Alejandro Silva es un reportero de Guadalajara y amigo de VICE desde 2012. Llegamos a su blog Pausa para fumar, vía Twitter, y nos cayó bien desde entonces. Aquí publicamos un cuentito de él.

Conocí la historia de un hombre que siempre hablaba en cursivas. No importaba el énfasis redondo que pusiera en sus palabras, no importaba que hablara evitando la tilde aguda: su voz salía siempre en la forma de impecables letras itálicas.
El hombre vivía triste: la gente lo trataba como si nunca lo reconociera, como si fuera no más que un apodo, como la irrupción de un término extraño. Lo veían venir y se bajaban un escalón en la lectura.
—Güevones— se defendía, y escupía sobre el nombre de su familia tipográfica.
Supongo que las circunstancias o el narrador se apiadaron de él, porque luego de una vida en cursivas que cada vez caían más y más hacia la línea del renglón, conoció por casualidad a una mujer que hablaba siempre en letras subrayadas.
Venía del mundo cansada de ser tratada como histérica, como duda, como recordatorio.

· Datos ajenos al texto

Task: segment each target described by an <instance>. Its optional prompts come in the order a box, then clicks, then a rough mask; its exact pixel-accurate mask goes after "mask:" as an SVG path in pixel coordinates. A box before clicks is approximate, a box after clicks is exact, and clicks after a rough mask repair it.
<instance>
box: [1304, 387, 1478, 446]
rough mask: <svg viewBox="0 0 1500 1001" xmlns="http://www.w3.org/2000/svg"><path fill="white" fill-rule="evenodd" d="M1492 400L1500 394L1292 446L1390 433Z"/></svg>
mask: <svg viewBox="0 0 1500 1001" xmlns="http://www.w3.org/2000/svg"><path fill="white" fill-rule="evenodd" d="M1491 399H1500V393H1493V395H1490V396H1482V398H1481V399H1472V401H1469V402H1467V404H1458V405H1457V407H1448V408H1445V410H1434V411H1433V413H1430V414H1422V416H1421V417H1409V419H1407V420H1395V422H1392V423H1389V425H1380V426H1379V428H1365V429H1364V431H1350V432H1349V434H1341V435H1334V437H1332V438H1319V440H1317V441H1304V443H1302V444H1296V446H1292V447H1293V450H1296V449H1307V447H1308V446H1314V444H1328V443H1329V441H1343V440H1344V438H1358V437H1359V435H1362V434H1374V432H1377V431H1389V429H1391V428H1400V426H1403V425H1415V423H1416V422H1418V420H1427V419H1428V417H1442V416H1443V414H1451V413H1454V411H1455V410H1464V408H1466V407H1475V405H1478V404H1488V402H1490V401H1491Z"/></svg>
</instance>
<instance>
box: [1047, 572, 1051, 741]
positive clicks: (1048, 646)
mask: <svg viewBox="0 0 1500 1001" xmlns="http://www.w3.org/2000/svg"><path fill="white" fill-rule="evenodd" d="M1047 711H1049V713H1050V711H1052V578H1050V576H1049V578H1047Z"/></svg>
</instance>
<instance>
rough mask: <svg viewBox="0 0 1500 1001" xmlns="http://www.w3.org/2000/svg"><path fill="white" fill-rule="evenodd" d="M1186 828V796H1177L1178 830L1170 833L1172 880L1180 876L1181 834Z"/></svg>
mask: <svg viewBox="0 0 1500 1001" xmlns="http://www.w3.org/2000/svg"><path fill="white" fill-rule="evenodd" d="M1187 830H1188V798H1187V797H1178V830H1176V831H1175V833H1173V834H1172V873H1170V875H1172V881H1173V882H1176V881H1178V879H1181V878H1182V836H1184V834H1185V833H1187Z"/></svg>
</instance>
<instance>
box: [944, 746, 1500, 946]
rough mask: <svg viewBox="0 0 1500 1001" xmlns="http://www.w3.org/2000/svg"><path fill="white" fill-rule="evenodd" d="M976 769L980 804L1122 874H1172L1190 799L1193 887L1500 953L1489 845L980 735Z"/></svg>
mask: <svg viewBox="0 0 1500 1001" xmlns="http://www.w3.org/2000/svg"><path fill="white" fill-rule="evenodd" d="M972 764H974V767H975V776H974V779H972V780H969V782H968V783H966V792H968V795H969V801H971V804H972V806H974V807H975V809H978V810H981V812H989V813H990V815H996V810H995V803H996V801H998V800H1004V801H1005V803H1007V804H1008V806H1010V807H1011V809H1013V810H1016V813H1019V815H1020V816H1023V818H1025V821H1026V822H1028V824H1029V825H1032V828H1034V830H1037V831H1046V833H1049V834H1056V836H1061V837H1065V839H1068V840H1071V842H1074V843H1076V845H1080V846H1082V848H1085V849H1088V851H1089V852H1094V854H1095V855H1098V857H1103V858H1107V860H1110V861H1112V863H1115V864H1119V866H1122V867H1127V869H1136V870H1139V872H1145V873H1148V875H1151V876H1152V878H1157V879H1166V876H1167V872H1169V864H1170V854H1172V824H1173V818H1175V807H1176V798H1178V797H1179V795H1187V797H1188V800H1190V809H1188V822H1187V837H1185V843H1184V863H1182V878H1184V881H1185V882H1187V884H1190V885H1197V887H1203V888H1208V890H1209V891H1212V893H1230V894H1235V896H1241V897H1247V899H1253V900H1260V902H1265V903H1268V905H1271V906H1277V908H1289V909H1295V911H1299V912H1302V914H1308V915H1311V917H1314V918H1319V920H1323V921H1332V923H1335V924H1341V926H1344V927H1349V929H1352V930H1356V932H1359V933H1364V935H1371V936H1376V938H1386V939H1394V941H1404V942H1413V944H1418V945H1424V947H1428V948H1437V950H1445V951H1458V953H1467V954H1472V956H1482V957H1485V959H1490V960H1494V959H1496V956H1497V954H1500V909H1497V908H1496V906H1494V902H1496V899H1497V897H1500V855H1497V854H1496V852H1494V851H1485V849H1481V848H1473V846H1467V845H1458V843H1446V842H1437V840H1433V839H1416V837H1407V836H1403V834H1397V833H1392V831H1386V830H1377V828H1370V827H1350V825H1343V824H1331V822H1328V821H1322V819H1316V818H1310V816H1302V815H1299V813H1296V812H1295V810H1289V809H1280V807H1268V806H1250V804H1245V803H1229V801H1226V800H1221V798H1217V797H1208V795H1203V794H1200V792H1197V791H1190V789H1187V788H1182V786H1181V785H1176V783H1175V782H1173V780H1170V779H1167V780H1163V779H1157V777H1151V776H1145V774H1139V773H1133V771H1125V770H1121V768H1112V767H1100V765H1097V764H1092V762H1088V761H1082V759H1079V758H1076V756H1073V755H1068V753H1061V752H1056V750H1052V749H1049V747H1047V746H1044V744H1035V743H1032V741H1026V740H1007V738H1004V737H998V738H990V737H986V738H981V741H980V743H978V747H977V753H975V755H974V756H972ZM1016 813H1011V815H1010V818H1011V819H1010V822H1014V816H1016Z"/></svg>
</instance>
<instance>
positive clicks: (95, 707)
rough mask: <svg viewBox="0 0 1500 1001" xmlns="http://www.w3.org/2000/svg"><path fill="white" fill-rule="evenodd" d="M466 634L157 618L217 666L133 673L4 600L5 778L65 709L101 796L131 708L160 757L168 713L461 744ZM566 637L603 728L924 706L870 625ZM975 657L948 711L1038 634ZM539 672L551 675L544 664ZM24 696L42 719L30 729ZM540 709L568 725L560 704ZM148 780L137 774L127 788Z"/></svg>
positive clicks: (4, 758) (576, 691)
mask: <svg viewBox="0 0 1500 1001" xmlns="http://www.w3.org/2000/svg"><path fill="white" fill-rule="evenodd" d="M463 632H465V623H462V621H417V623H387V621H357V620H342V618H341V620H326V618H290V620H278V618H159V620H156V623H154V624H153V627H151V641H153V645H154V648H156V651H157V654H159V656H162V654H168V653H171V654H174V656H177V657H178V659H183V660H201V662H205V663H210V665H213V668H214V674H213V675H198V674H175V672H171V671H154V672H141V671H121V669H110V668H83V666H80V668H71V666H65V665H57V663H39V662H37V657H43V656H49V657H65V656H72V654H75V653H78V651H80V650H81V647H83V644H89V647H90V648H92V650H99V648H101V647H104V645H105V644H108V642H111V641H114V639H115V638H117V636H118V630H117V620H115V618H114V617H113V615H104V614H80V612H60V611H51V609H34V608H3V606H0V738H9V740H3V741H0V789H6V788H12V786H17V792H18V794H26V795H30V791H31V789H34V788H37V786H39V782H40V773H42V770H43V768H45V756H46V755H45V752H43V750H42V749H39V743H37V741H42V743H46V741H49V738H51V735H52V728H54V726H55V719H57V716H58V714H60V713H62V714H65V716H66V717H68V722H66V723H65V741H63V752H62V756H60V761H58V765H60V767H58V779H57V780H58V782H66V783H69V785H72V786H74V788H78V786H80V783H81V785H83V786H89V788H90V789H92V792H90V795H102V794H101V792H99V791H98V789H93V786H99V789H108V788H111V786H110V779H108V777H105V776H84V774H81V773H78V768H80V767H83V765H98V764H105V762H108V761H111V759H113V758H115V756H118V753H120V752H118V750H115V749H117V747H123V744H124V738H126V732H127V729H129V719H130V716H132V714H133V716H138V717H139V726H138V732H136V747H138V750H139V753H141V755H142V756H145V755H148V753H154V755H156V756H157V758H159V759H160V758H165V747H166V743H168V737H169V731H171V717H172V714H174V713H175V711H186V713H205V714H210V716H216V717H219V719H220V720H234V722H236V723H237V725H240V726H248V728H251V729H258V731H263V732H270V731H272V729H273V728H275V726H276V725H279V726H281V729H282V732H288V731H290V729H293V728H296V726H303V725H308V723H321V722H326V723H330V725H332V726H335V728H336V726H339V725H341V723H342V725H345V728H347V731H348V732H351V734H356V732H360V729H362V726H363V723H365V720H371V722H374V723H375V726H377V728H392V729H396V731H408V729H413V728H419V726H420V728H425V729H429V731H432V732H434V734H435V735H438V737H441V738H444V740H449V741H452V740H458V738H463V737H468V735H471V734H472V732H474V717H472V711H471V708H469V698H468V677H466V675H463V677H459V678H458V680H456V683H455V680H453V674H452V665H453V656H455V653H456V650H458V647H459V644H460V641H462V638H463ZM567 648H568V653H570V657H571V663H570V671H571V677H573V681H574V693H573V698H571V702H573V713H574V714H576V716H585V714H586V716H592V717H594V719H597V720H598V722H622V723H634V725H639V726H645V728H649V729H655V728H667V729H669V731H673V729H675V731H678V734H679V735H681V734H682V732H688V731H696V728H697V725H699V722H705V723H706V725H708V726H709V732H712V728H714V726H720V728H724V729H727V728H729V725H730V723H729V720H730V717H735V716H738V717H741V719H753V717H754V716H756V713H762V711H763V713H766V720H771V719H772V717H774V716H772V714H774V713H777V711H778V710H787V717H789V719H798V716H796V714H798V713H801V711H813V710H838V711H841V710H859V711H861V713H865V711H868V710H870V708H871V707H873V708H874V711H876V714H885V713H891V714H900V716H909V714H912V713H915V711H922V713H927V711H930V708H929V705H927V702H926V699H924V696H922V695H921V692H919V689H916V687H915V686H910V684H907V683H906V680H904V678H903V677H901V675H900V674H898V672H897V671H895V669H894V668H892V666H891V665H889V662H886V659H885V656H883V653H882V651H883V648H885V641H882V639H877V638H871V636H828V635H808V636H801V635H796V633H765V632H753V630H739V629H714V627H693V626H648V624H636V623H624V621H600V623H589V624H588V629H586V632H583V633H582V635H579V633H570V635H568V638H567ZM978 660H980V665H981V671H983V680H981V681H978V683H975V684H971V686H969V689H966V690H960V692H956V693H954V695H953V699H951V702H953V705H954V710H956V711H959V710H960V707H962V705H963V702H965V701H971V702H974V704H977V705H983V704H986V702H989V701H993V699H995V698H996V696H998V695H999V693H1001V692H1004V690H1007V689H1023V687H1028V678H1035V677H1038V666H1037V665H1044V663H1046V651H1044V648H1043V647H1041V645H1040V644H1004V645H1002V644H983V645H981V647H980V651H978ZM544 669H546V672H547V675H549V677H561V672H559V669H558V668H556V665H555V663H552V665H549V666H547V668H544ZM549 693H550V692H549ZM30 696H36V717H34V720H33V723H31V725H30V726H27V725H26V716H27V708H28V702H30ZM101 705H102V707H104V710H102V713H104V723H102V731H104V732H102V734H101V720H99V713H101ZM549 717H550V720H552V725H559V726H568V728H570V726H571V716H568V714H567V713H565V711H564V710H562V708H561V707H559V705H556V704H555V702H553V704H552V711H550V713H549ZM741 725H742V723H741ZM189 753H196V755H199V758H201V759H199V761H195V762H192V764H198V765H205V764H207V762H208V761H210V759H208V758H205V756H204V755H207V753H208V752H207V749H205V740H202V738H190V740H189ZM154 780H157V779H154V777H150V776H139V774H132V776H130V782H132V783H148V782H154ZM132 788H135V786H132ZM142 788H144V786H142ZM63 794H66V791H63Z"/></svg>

Estaba harta de ser la cifra en la memoria de estudiantes trasnochados, de lectores poco pacientes o correctores ensimismados en la forma de la plana. Ella sólo quería encontrar la frase adecuada, la palabra precisa, la síntesis exacta que le reflejara su existencia.
Se conocieron en una tesis imperfecta y realizada con fatiga, en un cúmulo de conceptos antitéticos que buscaban con desesperación unirse y cobrar sentido con golpes gráficos de vista, recursos de estúpido alumno de facultad para engañar a un profesor mal pagado y peor comido.
No congeniaron en un principio. Les costaba imaginarse juntos. ¿Quién imagina una frase en cursivas y subrayada? Una calamidad. De la redundancia casi una contradicción. Pero un día se animaron. Se fueron seduciendo. Al final del día, se preguntaron, ¿qué amor no es un oxímoron?
Él convirtió su inclinación constante en una seducción cotidiana, ella se daba en los instantes de un sustantivo y se iba y volvía frases más adelante debajo de un verbo, correspondiendo la caída de las letras que nunca acababa por darse.
Se las ingeniaron para abandonar la terrible vida convencional en Times New Roman y se mudaron a unos párrafos que al final ocuparon una libreta entera en una vida escrita a mano.
Cuentan que llegaron a convertirse en titulares, en espontáneas altisonancias, en el filo de un poema. La historia la cuentan unos suspensivos que tras el punto final que todo lo destroza se resguardan entre paréntesis para no molestar en la lectura.